L’esorcismo nella pratica ortodossa russa è più spesso chiamato “rapporto” ed è definito come un rito ecclesiastico speciale in cui vengono pronunciate preghiere “con l’obiettivo di scacciare gli spiriti maligni da una persona posseduta”. Anche altre Chiese ortodosse praticano la cacciata dei demoni, ma non tutte. Nei Patriarcati di Alessandria e Antiochia e nella Chiesa greco-ortodosse polacca c’è solo un “esorcismo battesimale” (presente peraltro in qualsiasi Chiesa ortodossa: è una preghiera per l’espulsione degli spiriti maligni e la rinuncia del diavolo). Ma queste Chiese non praticano il “rapporto” nel senso della Chiesa ortodossa russa, quando i demoni vengono scacciati dagli adulti.

Dell’esorcismo la Chiesa ortodossa russa parla raramente in forma pubblica. Il tema divide i religiosi, la questione rimane controversa. In epoca sovietica, per ovvie ragioni, i “rapporti” non venivano praticati perché non c’era nessuno a condurli. All’inizio degli anni Novanta i “rapporti” divennero molto popolari, di fatto sfuggendo al controllo dalla gerarchia, che ne era molto irritata. I monasteri e le chiese famosi per i loro “saggi anziani” o “sacerdoti demoniaci” attiravano molti fedeli ma erano spesso soggetti alla “persecuzione” da parte dei vescovi. Problemi di cui si è poco discusso in forma aperta, e quasi solo quando certi esorcisti, sono stati banditi dal ministero, come Sergius (Romanov) o Ioannik (Efimenko), vennero cacciati dal sacerdozio e finirono sotto processo anche da parte dell’autorità giudiziaria.

Due settimane fa, come si diceva, il metropolita Hilarion ha annunciato la pubblicazione di un documento per regolare le attività degli esorcisti.
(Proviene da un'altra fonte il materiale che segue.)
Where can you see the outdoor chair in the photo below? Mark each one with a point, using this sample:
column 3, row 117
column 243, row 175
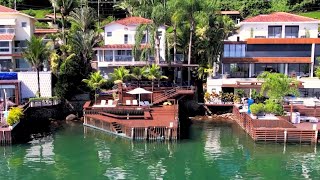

Secondo lui, la Chiesa ortodossa russa ha lavorato per tre anni al testo. Noi siamo riusciti a leggere in anteprima il testo, lungo otto pagine. Il documento non definisce chiaramente i concetti di “indemoniato” o “posseduto”. Anzi, lo stato di possessione demoniaca viene accostato allo stato di malattia. Gli autori del documento, infatti, affermano che, come durante la malattia i cristiani ortodossi ricevono la comunione, così devono accettare i riti degli esorcisti quando su di loro “infuriano” i demoni. La maggior parte del regolamento è costituito da esempi storici medievali. Nonostante la promessa di disciplinare in dettaglio la parte pratica della questione, gli autori si sono limitati a tre raccomandazioni specifiche: ottenere il permesso scritto dal vescovo; non chiedere soldi (raccomandazione rivolta non solo agli esorcisti ma anche alla gerarchia); distinguere tra possessione demoniaca e malattia mentale. Non si spiega come gli esorcisti possano farlo ma viene sottolineata “l’inammissibilità di fare “rapporti” a persone con comportamenti devianti”.